Re a Luna elevator that would be wild. But we are talking a 250,000 km cable with a counterweight of 100x the lift capacity. If SpaceX predicted $1000 / kg to LEO happens => 2500 to GTO (lets say thats what it costs to lift the counter weight) & the elevator has a 1 ton lift capacity then 250 M USD to lift the counterweight - their total budget is 800 M USD. They say they'd be able to move 36 people a year to the surface - that's not much capacity for supplying propellant. I guess the non obvious part of the Luna elevator is how long it take to climb 55000 km to the station, @150 km/hr = 15 days - so the elevator can lift 2 ton a month? 24 ton a year for an 800M investment? ( I couldn't find their mass lift / annum figures but 300kg of people + life support etc for three week trip? the counter weight lift budget would mean they couldn't much more than double or triple my number? ). Maybe we have to treat it as a 'starter elevator' and use it to build more / bigger ones using Luna materials to get to the real mass lift demand.

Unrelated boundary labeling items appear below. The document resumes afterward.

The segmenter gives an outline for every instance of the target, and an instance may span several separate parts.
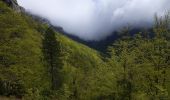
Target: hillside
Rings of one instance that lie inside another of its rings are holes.
[[[15,6],[4,1],[0,100],[169,100],[168,15],[156,18],[153,36],[122,30],[102,46],[105,56],[26,13],[15,0],[9,0]]]
[[[1,95],[22,97],[34,92],[49,92],[50,71],[43,54],[43,40],[47,28],[47,25],[35,22],[29,16],[14,11],[0,1]],[[68,60],[65,61],[69,68],[65,71],[76,71],[76,74],[81,71],[84,77],[85,74],[91,73],[89,69],[103,63],[97,51],[59,33],[55,34],[61,48],[68,51],[62,56],[63,59],[67,56]],[[68,77],[73,77],[73,72],[67,73]],[[83,81],[84,79],[79,80]]]

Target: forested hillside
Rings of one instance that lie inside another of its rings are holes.
[[[0,100],[169,100],[170,18],[102,54],[0,1]]]

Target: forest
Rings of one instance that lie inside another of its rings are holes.
[[[99,52],[0,1],[0,100],[170,100],[170,14]]]

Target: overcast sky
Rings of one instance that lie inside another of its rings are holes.
[[[18,0],[27,11],[84,40],[100,40],[123,26],[150,26],[170,0]]]

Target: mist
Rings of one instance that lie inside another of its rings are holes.
[[[151,27],[154,15],[170,9],[170,0],[18,0],[32,14],[46,18],[86,41],[98,41],[124,26]]]

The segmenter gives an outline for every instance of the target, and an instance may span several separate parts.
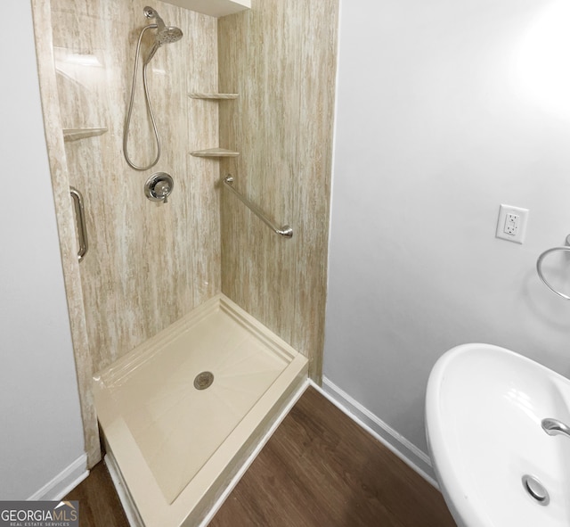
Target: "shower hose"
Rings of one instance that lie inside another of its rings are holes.
[[[151,121],[152,122],[152,129],[154,131],[154,137],[157,144],[157,156],[154,158],[154,161],[151,162],[150,165],[146,167],[139,167],[135,165],[128,156],[127,152],[127,142],[128,142],[128,133],[131,128],[131,114],[133,113],[133,101],[134,100],[134,89],[136,87],[136,76],[139,68],[139,52],[141,50],[141,41],[142,40],[142,36],[147,29],[152,29],[158,28],[157,24],[149,24],[145,26],[141,34],[139,35],[139,40],[136,44],[136,52],[134,57],[134,70],[133,71],[133,83],[131,85],[131,99],[128,103],[128,111],[126,111],[126,122],[125,123],[125,132],[123,134],[123,152],[125,154],[125,159],[128,163],[129,167],[132,167],[135,170],[147,170],[151,167],[154,167],[159,162],[160,159],[160,138],[159,137],[159,130],[157,129],[157,123],[154,119],[154,112],[152,111],[152,106],[151,104],[151,98],[149,96],[149,86],[146,78],[146,67],[150,62],[150,59],[144,61],[142,63],[142,86],[144,86],[144,100],[146,102],[146,108],[151,115]]]

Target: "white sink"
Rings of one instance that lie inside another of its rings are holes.
[[[569,408],[570,381],[504,348],[464,344],[439,358],[426,428],[460,527],[570,525],[570,435],[542,428],[570,425]]]

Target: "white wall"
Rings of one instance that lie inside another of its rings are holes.
[[[568,20],[564,0],[342,4],[324,375],[423,452],[452,346],[570,375],[570,302],[534,269],[570,233]],[[530,210],[523,245],[494,237],[500,203]]]
[[[0,499],[54,498],[66,469],[85,472],[83,429],[31,6],[3,7],[14,23],[0,46]]]

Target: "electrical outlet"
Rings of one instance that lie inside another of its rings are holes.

I guess we should work backwards from the potential demand in $$ & mass for LEO-GTO/GEO & station keeping propellant and then see how that fits with the Luna elevator proposals.

I could simply point you to the diamond cartels, who price FAR higher than any reasonable supply/demand curve would indicate.
I think the diamond cartel works because it's fashion and a contentious resource. There are plenty of rocks up there and industry isn't going to keep paying cartel prices if the supply cannot be controlled by the cartel.

And if not rare-earths, then helium. that is legitimately running low, to the point where scientists are starting to worry about us using it for party balloons.

Why not work up some $$ numbers to illustrate your point? I've no idea what the total helium market is worth etc.